Part of me feels guilty, but then I think of what excesses the little beggar must’ve indulged in last night. Wild solo dancing, calling his friends on the phone at all hours, video games, tromping up and down the stairs without consideration of the late hour, etc. I know what turns his crank. I watched him for two hours before I went to bed. Binky has a weirdly frenetic personality, and a distinct lack of attention. No diversion keeps his interest for more than a few minutes.

If I may quote the Pleasuremonk NPC Matthias from my Shatterzone campaign, when he came upon Caligula Jones lying unconscious in the alley behind the Flipchip Parlor on Lucifer’s Gate...

“Ah! Another soul, brought to pain through a surfeit of pleasure, made weak through merciless joy.”

I’m sorry Binky, but you brought this on yourself. I’ll refill your water cooler and send you four cans of food. You have to learn to last a single night without becoming deathly ill, my friend. If, when I return from work, you are still green-faced and scowling, I’m sending you nothing but dog food and water from now on. That’ll learn ya. Remember - Joy Through Strength, not vice versa.

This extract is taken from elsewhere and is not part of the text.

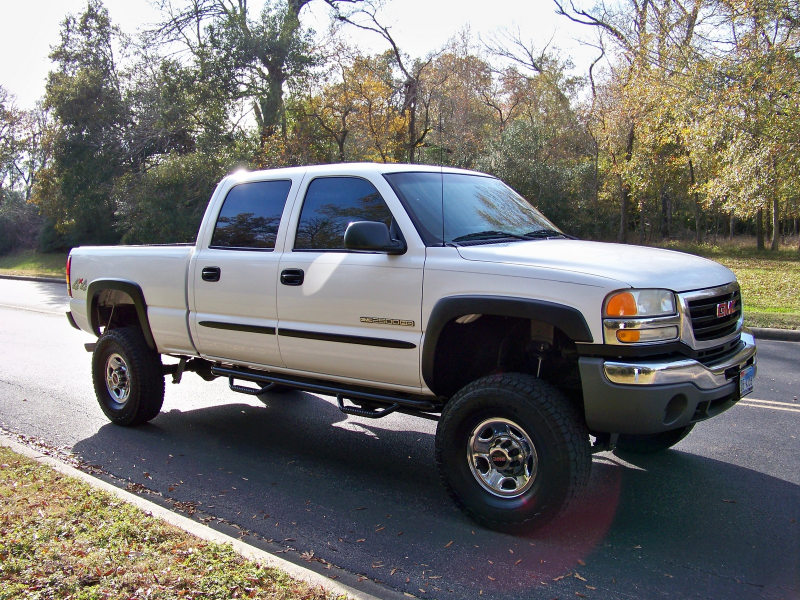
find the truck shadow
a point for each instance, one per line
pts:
(355, 490)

In other news, I bought a CD of Commodore 64 games for the PC. So far, I’ve got the most use out of “Little Computer People,” the ancient ancestor of all modern games of electronic voyeurism, like “The Sims.” Binky lives on my desktop, puttering around his house while I type IronClaw stuff and websurf. I probably should have saved the game and turned the computer off last night before I went to bed. Ah well. Live and learn.

Tonight we’re off to celebrate thebitterguy’s 29th anniversary of his natal day. Should be fun. They don’t call me Twinkle-Toes Pyat... no, I mean it, they just don’t. Haven’t bowled in years. Last time, I think I broke 60.